セレンは主に部屋と図書館を往復し、タミアはマダットに従ったり執務室で時間を過ごしていた。 今日は彼が探している書籍があって図書館に立ち寄ったため、偶然会ったのだった。
「……こんにちは。」
タミアは神殿の権力者であったが、セレンに礼を尽くした。 彼は彼女を殺さず、絶えず探し求めるマダットを思い浮かべた。自分でも掴みきれない主の心を掴んだ女だった。
そろそろ過去を追跡しようと思っていたが、予め親切に接しておいて損はなかった。
「はい。」
しかし、セレンは特に反応を示さなかった。 残念だったのはタミアだった。彼は美しい外見を十分に利用しようという心構えで、明るく微笑みながら口を開いた。
「お過ごしに不便はないですか。」
「ああ、はい。」
彼女は本を選ぶのに夢中だった。 最初はちらっと視線を向けたが、今は関心がないように本棚だけをひたすら見つめていた。
タミアは内心で舌打ちをした。 普通のおもちゃなら、自分が生き延びる方法を少しでも探るために周囲に取り付こうとするものだ。 しかし、この女はその普通の範疇に入らないようだった。
そうだ。平凡な人間がマダット様の心に入るわけがない。 気分は悪かったが、納得はできた。
「もしかして会いたい人はいませんか。親しくしていた友人でも……。」
彼は今度は別の部分を攻略することに決めた。 会わせるように接近して好感を得るのも悪くない方法だった。どんなに冷たい女でも、親しくしてくれる人はいるだろう。

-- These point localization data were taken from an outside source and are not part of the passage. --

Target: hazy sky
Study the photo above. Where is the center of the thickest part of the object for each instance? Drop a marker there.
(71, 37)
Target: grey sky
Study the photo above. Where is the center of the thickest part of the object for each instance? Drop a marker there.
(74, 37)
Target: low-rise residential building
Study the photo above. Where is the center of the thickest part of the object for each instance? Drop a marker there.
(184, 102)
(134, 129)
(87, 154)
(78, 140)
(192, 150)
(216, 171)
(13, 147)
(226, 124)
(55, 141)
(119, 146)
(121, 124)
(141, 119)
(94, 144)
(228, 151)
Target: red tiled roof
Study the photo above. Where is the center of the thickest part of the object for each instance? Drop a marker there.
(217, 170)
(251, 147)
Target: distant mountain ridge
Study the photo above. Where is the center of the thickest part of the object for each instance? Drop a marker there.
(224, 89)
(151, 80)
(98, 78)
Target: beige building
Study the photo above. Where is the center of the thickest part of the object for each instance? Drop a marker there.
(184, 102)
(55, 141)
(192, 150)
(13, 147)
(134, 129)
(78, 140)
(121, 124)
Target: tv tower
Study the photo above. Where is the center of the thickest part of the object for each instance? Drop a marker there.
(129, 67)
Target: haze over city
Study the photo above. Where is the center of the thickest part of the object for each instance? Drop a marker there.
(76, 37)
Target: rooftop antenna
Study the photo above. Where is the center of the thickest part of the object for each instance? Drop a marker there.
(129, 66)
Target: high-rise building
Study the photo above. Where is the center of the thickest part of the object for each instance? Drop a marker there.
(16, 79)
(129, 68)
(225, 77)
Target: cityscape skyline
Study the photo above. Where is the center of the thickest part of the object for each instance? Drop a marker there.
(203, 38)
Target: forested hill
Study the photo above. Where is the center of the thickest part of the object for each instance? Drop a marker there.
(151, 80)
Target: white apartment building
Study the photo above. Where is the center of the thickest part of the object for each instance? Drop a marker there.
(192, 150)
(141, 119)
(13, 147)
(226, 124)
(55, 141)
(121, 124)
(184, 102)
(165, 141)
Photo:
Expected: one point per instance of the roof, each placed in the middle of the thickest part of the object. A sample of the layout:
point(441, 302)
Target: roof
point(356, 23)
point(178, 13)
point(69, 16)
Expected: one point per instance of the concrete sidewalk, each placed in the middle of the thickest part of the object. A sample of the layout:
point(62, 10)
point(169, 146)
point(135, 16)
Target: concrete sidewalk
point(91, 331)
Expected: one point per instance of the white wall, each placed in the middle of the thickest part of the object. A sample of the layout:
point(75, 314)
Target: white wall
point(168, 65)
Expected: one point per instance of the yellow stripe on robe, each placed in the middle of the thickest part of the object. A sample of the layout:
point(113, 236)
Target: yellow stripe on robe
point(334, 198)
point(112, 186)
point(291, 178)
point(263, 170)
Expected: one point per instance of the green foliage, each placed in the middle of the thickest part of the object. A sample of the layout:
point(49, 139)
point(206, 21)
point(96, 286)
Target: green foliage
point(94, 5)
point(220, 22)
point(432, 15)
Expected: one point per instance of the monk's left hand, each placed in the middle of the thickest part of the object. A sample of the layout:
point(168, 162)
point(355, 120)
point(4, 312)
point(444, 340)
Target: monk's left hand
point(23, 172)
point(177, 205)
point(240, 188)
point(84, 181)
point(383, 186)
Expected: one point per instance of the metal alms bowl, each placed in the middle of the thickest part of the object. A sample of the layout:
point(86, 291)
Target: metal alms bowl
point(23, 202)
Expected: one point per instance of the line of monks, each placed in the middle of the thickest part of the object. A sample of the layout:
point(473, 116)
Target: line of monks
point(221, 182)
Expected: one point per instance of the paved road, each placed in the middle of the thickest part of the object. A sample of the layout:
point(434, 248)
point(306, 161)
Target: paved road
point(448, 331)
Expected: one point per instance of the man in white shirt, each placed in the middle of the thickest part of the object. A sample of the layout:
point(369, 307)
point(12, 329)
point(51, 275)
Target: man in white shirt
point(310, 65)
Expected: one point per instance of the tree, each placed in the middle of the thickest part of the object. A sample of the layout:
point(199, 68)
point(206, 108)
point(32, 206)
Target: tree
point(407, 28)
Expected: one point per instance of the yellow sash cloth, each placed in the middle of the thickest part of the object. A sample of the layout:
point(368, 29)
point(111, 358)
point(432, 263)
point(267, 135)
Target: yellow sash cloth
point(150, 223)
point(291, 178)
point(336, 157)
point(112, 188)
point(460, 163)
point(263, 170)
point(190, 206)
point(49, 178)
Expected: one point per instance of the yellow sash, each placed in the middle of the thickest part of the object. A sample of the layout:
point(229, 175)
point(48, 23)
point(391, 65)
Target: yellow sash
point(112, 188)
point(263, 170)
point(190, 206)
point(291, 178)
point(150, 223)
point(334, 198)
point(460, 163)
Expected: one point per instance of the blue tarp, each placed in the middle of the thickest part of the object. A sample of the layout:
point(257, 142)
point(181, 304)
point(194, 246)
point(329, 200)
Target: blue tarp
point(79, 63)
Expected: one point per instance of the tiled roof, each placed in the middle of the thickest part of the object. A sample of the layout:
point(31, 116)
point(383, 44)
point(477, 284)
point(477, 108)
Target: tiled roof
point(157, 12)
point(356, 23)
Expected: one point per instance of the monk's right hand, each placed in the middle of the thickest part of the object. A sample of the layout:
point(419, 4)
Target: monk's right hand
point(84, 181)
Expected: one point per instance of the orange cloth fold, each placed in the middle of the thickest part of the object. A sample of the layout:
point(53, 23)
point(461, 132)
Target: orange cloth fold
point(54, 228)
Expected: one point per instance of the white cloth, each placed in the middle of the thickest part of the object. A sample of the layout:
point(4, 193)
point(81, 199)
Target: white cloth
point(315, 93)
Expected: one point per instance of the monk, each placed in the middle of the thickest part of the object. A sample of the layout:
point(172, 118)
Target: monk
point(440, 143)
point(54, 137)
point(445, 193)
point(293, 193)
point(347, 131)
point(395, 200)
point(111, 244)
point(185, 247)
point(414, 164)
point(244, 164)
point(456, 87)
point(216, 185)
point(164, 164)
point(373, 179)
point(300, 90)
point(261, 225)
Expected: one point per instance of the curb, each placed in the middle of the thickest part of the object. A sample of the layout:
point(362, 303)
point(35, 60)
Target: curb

さらに、マダット様の話によれば、彼女は親を失い、かなり多くの村を回っていたという。
「友人。」
セレンはその言葉に反応するように一瞬目を伏せてから、タミアの方に身を向けた。 彼は瞬間的に理由のわからない緊張状態に陥った。 女の黒い目をこうして正面から見るのは初めてだった。
「残念ながらいません。」
「……そうですか。」
「死んでしまいましたから。」
ゾクッ。 瞬間、鳥肌が立った。
タミアは慣れた手付きで感情を隠しながらも、まつげが少し震えた。 奇妙な女だった。 何よりも見れば見るほど思い出しそうで思い出せない何かがあった。
「もしかして以前に私を見たことがありますか。」
「そんなことはありませんよ。」
セレンは冷静な顔をしていた。 しかし、その場をすぐに立ち去ることはなかった。不愉快な静寂が漂った。
しばらくして先に口を開いたのはセレンだった。
「お名前は何とおっしゃいますか。」
「……マダット様にお仕えする神殿の従者です。名前はなく、タミアと呼んでください。」
彼もまたマダットのように名前が与えられない存在だった。 タミアは自分を紹介しながら再び頭を下げた。
そのため、彼は一瞬柔らかく歪んだ彼女の顔を見逃してしまった。
「そうですか。」
セレンはこの言葉だけを残し、タミアを通り過ぎた。 得るものはなく、後味の悪さだけが残る出会いだった。